2019年7月17日水曜日

私の本棚(40):吉里吉里人


・ブログ (ドッと混む・Knuhsの書斎) から転載

── 吉里吉里人きりきりじん


 私の本棚を紹介します。
 第40回は、井上ひさし著の 吉里吉里人 きりきりじんを取り上げます。
なお、既に紹介済みの本の一覧は の目次から参照することができます。


(1)「 吉里吉里人 きりきりじん
 写真の帯からも分かるように、本書は第2回日本SF大賞を受賞しています(詳細は【解説欄】を参照してください)。


 ( 安野光雅画伯による装幀 ) 


 
( 表表紙 )          ( 裏表紙 )



 ( 重厚で豪華な装幀 ) 


【解説欄】

吉里吉里人きりきりじん
 東北地方のある村が、突然「吉里吉里国」として独立を宣言します。日本政府はこれに反発し、いろいろと策を講じますがどれもうまくいきません。吉里吉里国側は食料やエネルギーの自給自足、あるいは独自の金本位制を掲げて存続を計ります。その出来事の一部始終を記録係わたしが全28章にわたって詳細に報告してくれます。

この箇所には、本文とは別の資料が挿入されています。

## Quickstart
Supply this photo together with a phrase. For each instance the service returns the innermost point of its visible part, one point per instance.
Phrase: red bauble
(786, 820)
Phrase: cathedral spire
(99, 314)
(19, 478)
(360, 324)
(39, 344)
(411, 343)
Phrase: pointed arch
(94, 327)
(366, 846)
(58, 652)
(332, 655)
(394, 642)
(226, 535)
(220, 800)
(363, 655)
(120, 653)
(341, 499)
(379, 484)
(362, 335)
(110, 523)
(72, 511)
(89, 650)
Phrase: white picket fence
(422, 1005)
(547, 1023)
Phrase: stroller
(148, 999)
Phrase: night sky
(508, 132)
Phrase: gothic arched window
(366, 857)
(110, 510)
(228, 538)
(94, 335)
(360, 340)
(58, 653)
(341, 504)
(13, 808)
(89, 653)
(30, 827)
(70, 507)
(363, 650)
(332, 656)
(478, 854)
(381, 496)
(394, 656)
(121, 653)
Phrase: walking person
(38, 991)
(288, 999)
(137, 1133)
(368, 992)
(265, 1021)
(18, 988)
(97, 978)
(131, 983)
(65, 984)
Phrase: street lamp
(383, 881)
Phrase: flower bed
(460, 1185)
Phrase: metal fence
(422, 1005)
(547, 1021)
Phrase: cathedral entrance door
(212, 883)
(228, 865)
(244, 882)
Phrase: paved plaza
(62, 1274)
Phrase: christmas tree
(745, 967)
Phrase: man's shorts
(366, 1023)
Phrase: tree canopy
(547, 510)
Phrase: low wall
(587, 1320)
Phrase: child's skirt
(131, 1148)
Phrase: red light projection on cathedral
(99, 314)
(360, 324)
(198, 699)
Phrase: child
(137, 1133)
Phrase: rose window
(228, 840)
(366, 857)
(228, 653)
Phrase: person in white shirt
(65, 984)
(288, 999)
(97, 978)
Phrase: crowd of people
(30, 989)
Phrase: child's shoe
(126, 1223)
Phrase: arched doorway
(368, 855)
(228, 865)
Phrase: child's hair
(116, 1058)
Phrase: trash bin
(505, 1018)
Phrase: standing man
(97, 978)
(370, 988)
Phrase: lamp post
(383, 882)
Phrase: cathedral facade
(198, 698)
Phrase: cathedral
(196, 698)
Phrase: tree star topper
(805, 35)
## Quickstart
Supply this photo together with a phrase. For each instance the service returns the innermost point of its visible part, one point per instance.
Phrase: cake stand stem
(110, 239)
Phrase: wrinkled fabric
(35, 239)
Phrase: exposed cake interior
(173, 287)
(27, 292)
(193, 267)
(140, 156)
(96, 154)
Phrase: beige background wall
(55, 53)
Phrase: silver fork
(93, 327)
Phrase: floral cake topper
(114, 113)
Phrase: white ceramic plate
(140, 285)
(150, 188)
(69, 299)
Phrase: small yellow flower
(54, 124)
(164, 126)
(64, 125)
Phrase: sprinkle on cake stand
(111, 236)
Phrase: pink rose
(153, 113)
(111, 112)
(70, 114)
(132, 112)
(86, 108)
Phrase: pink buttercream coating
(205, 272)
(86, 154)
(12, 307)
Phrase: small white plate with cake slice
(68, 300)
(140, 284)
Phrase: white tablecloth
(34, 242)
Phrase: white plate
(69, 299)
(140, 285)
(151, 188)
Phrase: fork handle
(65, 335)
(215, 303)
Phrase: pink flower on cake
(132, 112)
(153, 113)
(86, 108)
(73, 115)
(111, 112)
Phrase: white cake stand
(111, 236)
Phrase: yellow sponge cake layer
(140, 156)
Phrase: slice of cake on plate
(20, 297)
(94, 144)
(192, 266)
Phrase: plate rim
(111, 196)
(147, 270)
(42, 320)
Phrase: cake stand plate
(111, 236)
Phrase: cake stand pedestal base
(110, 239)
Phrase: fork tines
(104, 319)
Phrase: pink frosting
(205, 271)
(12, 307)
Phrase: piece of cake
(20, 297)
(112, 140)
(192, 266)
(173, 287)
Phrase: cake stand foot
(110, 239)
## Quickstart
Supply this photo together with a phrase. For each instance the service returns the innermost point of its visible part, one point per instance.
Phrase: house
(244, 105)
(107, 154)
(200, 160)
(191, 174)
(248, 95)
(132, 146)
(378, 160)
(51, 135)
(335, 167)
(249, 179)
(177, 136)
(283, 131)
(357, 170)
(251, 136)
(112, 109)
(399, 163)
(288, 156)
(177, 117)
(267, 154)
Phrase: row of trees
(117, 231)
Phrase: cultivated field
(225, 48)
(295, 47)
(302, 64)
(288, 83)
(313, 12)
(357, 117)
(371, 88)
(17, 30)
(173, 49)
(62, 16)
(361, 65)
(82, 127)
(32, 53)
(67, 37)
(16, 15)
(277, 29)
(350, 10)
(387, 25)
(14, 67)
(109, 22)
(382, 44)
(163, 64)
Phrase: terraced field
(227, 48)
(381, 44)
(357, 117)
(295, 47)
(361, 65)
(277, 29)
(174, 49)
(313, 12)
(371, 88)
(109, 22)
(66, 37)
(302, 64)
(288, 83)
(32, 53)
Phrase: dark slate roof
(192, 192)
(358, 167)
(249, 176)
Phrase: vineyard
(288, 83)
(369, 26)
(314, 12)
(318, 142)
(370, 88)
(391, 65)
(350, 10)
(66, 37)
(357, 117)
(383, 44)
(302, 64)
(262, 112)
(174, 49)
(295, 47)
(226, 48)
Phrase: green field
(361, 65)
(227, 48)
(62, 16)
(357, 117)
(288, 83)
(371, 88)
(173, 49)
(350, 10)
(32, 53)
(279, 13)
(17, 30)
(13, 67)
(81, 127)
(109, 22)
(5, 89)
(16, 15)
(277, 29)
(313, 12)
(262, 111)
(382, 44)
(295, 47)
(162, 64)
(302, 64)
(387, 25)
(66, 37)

 また、この独立国の国語である「吉里吉里語」(東北弁、いわゆる“ズーズー弁”)の会話はルビを駆使して表記されています。作中で『吉里吉里語四時間・吉日、日吉辞典つき』という小冊子の内容(の一部)が詳細に紹介されていますから、ズーズー弁の正しい使い方を学ぶこともできるようになっています。

 ここで、老婆心ながら一言注意を申し上げたい。これ以降を読みたい方は、貴方(貴女)の周囲に自分以外誰もいないことを一応確認しておいた方が良いと思います。何しろ“笑いの発作”が起こると止まらなくなる可能性なしとしないからです。顎が外れそうになり、涎を垂らしながら苦し気に笑いこけている姿など、誰も他人には見せたくないでしょうからね。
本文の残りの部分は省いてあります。